In a world without paternity tests, soon to be wed 20-year-old Sophie
(Amanda Seyfried) invites under false pretenses three potential
fathers of hers - Bill (Stellan Skarsgård), Sam (Pierce Brosnan) and
Harry (Colin Firth) - along for the wedding ceremony. Having rounded
them up at the island on which she is set to get hitched, she intends
to weed out her biological father from the threesome. Their
reappearance, however, doesn't go down so well with Sophie's mother
Donna (Meryl Streep), for whom the reemergence of three former lovers
brings up old memories and deepens her guilt for not being able to
answer her daughter's paternal questions.

How exactly Sophie expects she'll be able to identify her father out
of three potential parents isn't clearly established. As with the
remainder of the flimsy plot, the idea seems merely an excuse for
having the actors perform shoehorned-in ABBA hits to full dance
routines and supported choruses. They all act like idiots, basically,
behaving much below their ages - Sophie especially comes across more
like a twitty early teen than someone into early adulthood - and
coming across as uniformly shrill, nobody more so than Donna's friends
and former singing partners Rosie (Julie Walters) and Tanya (Christine
Baranski). The film's idea of being smutty is to have those two make
constant sexual references that (pardon the pun) come across as limp.
A whole song routine between Tanya and a much-younger suitor is horrid
to watch, not least because the scene seems so pleased with itself.

The story itself doesn't really go anywhere, instead meandering along
in its own aimless way, its idea of action involving characters
basically going over and over the same points, arguing over the same
things several times without reaching a solution (until, that is, the
ending) or basically acting like human jukeboxes. A couple of the
tunes are admittedly catchy, as in the performance of the titular
track, though the bulk of "Mamma Mia!'"s song-and-dance routines are
either obnoxious or not half as funny as they think themselves.

Though her character's marriage story ultimately takes a backseat to
her onscreen mother's own, far more dull subplot, Amanda Seyfried is
memorable for being sheerly terrible as Sophie, broadly emoting
whenever subtlety would have been preferred and at other times looking
so vacant it's amazing the film doesn't cut away to the image of a
tumbleweed rolling by. As mother Donna, Meryl Streep is undeniably a
fine actress and one of the production's more capable singers, though
she too is guilty of selling herself short.

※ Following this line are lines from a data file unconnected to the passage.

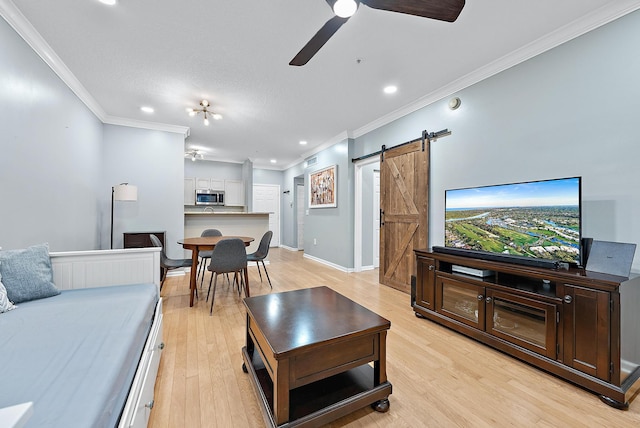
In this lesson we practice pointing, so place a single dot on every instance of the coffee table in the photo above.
(307, 353)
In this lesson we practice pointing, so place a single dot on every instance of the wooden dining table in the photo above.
(205, 243)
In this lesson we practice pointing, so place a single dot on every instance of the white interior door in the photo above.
(300, 215)
(376, 218)
(266, 198)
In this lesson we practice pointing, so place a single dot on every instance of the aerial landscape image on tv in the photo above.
(536, 219)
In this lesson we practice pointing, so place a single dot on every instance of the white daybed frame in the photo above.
(88, 269)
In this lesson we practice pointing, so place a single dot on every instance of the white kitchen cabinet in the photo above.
(216, 184)
(202, 183)
(189, 191)
(234, 193)
(209, 184)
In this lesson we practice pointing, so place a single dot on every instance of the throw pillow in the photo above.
(5, 303)
(27, 273)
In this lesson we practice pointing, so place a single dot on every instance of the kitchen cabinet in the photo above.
(189, 191)
(234, 193)
(568, 322)
(209, 183)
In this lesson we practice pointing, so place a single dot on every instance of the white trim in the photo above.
(285, 247)
(23, 27)
(324, 262)
(357, 211)
(589, 22)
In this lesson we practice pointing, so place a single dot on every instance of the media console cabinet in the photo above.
(581, 326)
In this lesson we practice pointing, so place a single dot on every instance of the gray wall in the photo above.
(572, 111)
(59, 163)
(50, 155)
(151, 160)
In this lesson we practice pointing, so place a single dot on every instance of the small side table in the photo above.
(142, 240)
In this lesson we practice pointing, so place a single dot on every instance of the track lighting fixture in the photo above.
(204, 104)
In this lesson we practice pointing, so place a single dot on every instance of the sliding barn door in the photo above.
(404, 187)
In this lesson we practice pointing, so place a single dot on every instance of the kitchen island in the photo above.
(229, 223)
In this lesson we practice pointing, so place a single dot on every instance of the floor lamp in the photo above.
(122, 192)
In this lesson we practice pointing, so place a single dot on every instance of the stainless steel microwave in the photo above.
(209, 197)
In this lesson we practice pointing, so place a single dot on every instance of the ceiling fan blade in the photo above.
(317, 41)
(442, 10)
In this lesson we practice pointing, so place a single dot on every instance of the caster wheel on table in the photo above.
(381, 406)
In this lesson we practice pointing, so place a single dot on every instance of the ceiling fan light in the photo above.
(345, 8)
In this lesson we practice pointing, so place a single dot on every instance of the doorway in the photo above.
(266, 198)
(300, 215)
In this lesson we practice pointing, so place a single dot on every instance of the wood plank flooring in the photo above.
(440, 378)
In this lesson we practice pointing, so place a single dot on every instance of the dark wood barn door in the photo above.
(404, 187)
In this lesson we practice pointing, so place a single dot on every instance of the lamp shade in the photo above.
(125, 192)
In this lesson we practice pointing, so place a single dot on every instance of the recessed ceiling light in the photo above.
(391, 89)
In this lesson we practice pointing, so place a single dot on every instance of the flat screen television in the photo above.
(538, 220)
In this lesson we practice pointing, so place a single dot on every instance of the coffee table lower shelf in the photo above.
(320, 402)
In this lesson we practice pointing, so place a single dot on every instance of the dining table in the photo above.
(206, 243)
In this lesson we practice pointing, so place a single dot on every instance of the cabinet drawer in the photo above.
(332, 359)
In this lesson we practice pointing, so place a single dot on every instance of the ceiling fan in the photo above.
(442, 10)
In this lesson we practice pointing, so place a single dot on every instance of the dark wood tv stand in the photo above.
(569, 322)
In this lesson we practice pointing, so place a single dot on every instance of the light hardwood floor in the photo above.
(440, 378)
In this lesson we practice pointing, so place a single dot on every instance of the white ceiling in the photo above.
(170, 54)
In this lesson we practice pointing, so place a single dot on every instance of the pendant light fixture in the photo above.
(204, 104)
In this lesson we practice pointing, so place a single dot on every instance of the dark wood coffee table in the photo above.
(307, 353)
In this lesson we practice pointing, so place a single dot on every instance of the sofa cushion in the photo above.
(27, 273)
(5, 303)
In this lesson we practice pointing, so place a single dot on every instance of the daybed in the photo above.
(87, 356)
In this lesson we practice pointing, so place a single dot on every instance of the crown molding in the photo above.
(134, 123)
(23, 27)
(587, 23)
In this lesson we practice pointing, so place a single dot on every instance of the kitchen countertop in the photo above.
(224, 213)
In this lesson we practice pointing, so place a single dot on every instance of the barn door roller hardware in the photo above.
(426, 135)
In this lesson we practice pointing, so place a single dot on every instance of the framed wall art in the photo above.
(323, 188)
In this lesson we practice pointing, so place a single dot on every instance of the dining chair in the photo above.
(166, 263)
(205, 255)
(261, 253)
(228, 256)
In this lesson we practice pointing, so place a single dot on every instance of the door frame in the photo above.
(357, 211)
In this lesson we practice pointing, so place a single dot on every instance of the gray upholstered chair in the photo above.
(166, 263)
(205, 255)
(228, 256)
(261, 254)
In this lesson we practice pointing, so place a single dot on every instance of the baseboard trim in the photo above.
(324, 262)
(289, 248)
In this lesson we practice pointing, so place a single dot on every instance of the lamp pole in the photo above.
(112, 198)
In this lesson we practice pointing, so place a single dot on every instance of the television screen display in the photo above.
(539, 219)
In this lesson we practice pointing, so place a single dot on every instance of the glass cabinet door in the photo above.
(461, 301)
(528, 323)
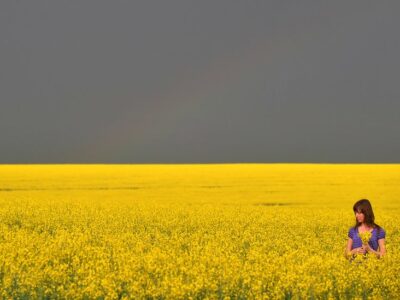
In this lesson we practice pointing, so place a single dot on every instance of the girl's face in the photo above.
(359, 216)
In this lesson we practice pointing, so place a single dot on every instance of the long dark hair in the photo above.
(365, 207)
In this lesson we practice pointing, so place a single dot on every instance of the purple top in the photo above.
(373, 242)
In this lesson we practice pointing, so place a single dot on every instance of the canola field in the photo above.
(200, 231)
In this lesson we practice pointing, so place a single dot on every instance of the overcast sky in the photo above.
(199, 81)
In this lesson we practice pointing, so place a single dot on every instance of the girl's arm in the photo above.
(382, 249)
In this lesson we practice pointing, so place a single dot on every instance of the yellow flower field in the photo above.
(205, 231)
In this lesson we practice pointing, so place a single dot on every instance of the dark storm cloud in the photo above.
(199, 81)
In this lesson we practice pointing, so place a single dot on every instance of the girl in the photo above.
(365, 222)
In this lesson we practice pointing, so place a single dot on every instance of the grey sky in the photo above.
(199, 81)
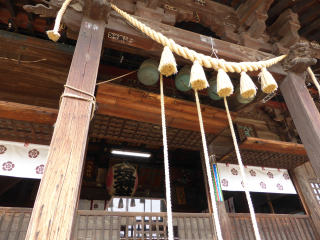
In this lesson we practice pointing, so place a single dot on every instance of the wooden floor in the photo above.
(98, 225)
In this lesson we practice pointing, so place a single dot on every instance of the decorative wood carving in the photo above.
(300, 57)
(252, 16)
(285, 28)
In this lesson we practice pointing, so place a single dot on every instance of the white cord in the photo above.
(166, 162)
(252, 214)
(207, 162)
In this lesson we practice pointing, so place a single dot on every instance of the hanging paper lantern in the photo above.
(182, 80)
(148, 73)
(122, 180)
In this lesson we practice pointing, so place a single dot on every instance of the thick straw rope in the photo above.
(54, 34)
(207, 162)
(315, 81)
(205, 61)
(93, 100)
(166, 162)
(253, 216)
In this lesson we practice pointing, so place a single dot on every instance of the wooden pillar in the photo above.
(223, 215)
(55, 206)
(304, 113)
(205, 178)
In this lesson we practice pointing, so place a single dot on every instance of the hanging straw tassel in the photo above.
(247, 87)
(224, 84)
(268, 84)
(198, 79)
(168, 65)
(54, 34)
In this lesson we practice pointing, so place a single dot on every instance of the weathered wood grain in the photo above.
(273, 146)
(273, 226)
(300, 177)
(305, 116)
(55, 207)
(28, 113)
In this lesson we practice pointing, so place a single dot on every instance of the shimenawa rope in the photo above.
(54, 34)
(93, 100)
(315, 81)
(253, 216)
(166, 161)
(205, 61)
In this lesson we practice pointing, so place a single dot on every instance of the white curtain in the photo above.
(268, 180)
(22, 160)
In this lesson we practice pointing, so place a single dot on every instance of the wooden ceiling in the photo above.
(268, 153)
(121, 129)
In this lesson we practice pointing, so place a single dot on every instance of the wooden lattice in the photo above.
(266, 159)
(22, 131)
(109, 127)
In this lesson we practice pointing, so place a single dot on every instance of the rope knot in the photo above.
(70, 95)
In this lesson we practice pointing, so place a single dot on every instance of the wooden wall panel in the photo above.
(273, 227)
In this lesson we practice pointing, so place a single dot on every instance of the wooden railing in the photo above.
(141, 226)
(273, 226)
(104, 225)
(14, 223)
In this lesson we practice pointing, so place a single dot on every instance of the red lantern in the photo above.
(122, 180)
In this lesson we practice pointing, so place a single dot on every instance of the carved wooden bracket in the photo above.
(300, 57)
(286, 28)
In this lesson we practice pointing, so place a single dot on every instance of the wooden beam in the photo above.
(55, 207)
(10, 6)
(305, 115)
(28, 113)
(272, 146)
(153, 4)
(138, 43)
(301, 177)
(125, 102)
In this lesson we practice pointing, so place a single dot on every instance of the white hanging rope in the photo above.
(315, 81)
(207, 162)
(166, 162)
(252, 214)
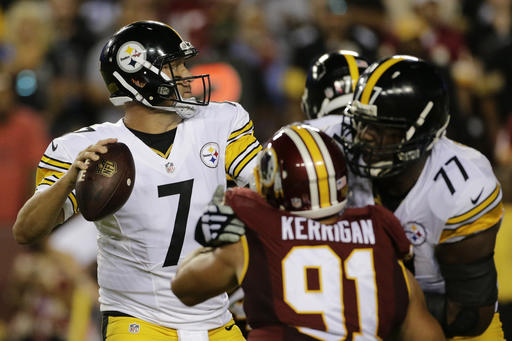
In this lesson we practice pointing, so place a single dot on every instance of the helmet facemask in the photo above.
(397, 144)
(132, 65)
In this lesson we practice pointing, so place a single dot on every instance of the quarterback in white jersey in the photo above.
(445, 194)
(183, 148)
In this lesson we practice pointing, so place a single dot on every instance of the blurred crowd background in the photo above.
(257, 52)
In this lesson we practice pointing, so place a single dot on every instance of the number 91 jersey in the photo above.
(141, 244)
(456, 196)
(307, 281)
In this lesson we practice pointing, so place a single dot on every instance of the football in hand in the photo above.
(106, 184)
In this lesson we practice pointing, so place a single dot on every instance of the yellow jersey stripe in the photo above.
(166, 155)
(79, 319)
(245, 245)
(318, 162)
(45, 173)
(72, 197)
(486, 221)
(365, 96)
(242, 130)
(246, 160)
(405, 277)
(47, 182)
(54, 162)
(353, 69)
(476, 210)
(237, 148)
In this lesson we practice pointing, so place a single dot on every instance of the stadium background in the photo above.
(257, 52)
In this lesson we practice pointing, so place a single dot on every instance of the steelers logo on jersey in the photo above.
(131, 56)
(415, 233)
(210, 154)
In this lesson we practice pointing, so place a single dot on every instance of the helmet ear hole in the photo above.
(140, 83)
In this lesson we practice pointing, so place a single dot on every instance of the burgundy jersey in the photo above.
(309, 281)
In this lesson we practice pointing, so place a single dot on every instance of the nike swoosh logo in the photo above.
(474, 201)
(228, 328)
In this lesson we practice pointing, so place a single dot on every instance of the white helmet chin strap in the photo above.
(183, 110)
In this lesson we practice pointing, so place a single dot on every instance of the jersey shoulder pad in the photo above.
(465, 192)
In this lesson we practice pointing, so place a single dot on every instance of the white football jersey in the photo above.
(142, 243)
(456, 196)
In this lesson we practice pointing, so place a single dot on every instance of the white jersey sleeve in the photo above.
(242, 146)
(56, 161)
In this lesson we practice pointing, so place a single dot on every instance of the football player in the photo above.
(329, 88)
(444, 193)
(183, 146)
(310, 269)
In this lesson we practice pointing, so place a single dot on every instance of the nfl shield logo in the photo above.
(134, 328)
(169, 166)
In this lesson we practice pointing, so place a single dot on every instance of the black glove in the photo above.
(218, 225)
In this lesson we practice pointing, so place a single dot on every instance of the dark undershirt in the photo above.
(160, 142)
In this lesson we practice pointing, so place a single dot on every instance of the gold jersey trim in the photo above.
(486, 221)
(476, 210)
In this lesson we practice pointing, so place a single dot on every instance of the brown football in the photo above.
(105, 186)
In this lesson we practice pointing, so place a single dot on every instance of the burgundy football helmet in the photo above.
(302, 170)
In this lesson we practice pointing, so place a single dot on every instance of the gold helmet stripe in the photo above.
(319, 165)
(331, 173)
(308, 163)
(353, 69)
(374, 77)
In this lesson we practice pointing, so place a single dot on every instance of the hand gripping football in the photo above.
(105, 186)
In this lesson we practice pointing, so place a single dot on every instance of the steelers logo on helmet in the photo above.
(131, 56)
(210, 154)
(415, 233)
(268, 166)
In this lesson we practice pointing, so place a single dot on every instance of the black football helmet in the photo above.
(131, 64)
(402, 94)
(330, 83)
(302, 170)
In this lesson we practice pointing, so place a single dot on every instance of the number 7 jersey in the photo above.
(141, 244)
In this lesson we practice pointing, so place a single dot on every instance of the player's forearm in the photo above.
(42, 212)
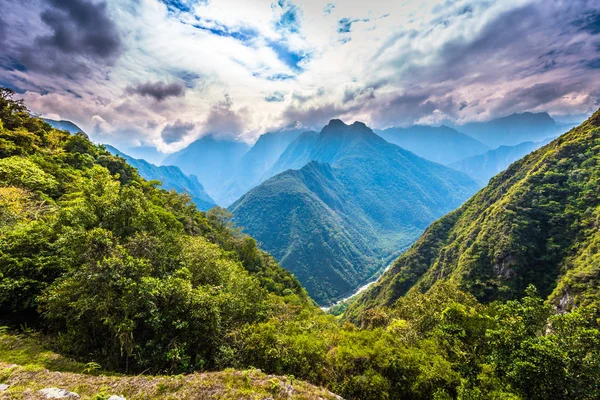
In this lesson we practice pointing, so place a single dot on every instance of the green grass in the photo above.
(27, 365)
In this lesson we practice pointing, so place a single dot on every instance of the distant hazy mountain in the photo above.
(337, 221)
(535, 223)
(257, 161)
(213, 160)
(148, 153)
(514, 129)
(296, 155)
(440, 144)
(484, 166)
(64, 125)
(171, 177)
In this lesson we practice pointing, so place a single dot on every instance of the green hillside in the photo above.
(120, 271)
(346, 214)
(484, 166)
(111, 286)
(170, 177)
(536, 223)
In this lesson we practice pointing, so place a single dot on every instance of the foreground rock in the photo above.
(56, 393)
(25, 383)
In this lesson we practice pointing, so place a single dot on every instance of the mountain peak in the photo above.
(359, 124)
(335, 123)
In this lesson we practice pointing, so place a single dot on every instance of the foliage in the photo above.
(115, 268)
(123, 275)
(345, 204)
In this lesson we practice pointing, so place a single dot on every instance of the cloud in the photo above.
(408, 62)
(176, 131)
(2, 30)
(159, 91)
(275, 97)
(81, 34)
(290, 15)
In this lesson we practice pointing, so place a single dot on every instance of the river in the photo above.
(357, 291)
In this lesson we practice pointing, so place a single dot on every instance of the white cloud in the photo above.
(392, 63)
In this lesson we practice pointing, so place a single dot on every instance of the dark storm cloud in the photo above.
(157, 90)
(176, 132)
(523, 43)
(533, 96)
(223, 119)
(81, 33)
(2, 30)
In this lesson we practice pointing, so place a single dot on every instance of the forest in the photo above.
(105, 267)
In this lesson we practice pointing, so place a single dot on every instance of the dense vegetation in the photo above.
(130, 275)
(118, 272)
(338, 220)
(170, 177)
(536, 223)
(514, 129)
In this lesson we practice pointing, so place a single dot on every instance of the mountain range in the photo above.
(63, 125)
(441, 144)
(171, 178)
(356, 202)
(535, 223)
(257, 161)
(514, 129)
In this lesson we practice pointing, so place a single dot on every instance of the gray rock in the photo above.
(56, 393)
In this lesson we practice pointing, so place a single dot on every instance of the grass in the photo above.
(28, 366)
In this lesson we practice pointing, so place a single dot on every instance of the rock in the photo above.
(56, 393)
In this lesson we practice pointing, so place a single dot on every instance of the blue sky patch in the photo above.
(290, 58)
(276, 97)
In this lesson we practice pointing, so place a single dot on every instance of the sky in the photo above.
(162, 73)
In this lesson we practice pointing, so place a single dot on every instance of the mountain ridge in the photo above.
(383, 197)
(533, 223)
(171, 177)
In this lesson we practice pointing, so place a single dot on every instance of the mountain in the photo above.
(514, 129)
(296, 155)
(171, 178)
(64, 125)
(147, 153)
(258, 160)
(536, 223)
(441, 144)
(484, 166)
(357, 201)
(126, 274)
(213, 160)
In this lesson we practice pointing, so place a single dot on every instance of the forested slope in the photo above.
(122, 272)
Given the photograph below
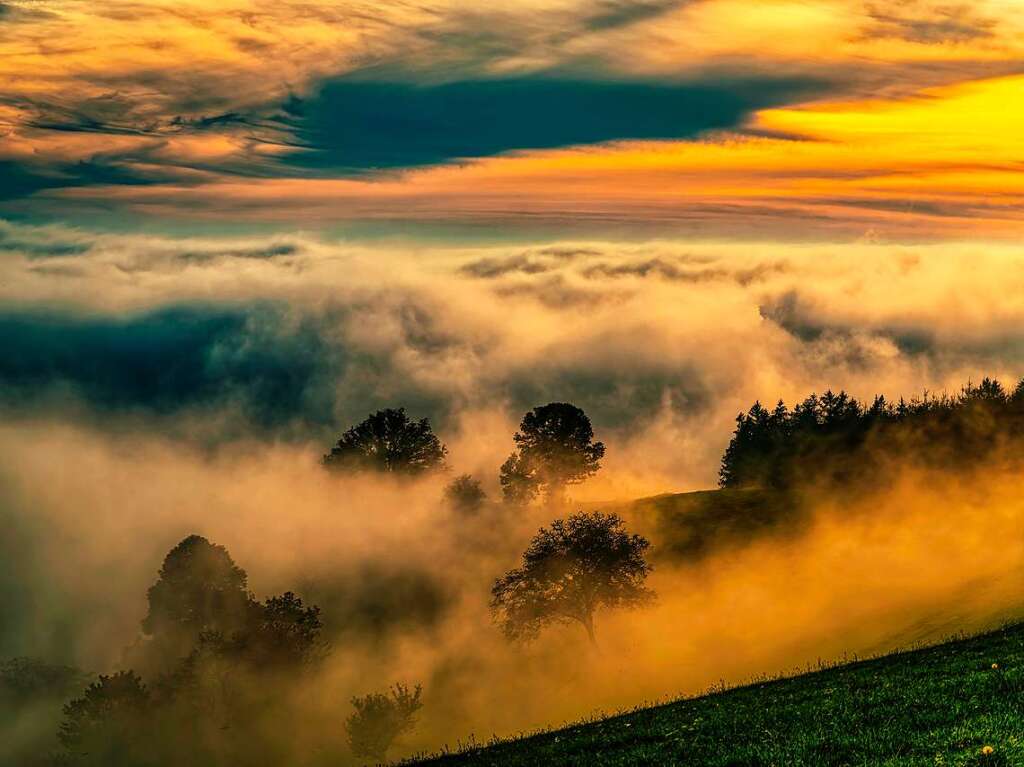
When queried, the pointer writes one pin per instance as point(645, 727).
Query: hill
point(937, 706)
point(688, 525)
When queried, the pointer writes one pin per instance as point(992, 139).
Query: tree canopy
point(389, 441)
point(199, 589)
point(465, 495)
point(379, 719)
point(554, 446)
point(569, 570)
point(834, 437)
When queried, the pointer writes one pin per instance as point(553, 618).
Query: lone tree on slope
point(554, 448)
point(569, 570)
point(199, 589)
point(465, 495)
point(379, 719)
point(388, 441)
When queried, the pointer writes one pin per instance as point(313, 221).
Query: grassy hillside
point(939, 706)
point(687, 525)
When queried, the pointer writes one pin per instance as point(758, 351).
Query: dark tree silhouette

Supporting her and
appearing content with themselves solely by appearance, Julie Walters
and Christine Baranski are further illustrations of the cast's content
mediocrity. As for their singing, it, like so many of the others',
leaves a lot to be desired. Of the male parts, Pierce Brosnan butchers
every song he sings but nonetheless does fine essaying Sam Carmichael,
while Colin Firth does decent work as Harry. Stellan Skarsgård,
finally, barely registers as Bill.

Perhaps wanting to be this year's "Hairspray" but lacking the energy
and wit of that film, "Mamma Mia!" seems to consider itself passable
by association with ABBA music. It's an unambitious failure, making
little effort to supplement the plot with logic or the characters with
a fully-functioning brain, telling a story that could never have had a
decent cinematic resolution and sticking its tongue so forcefully into
its own cheek that it tears a whole and leaves a bloody mess. I
remember laughing once, though it was a fleeting one that I can't, for
the life of me, associate with a particular moment in a film so
unmemorable that it is already evaporating from my conscious.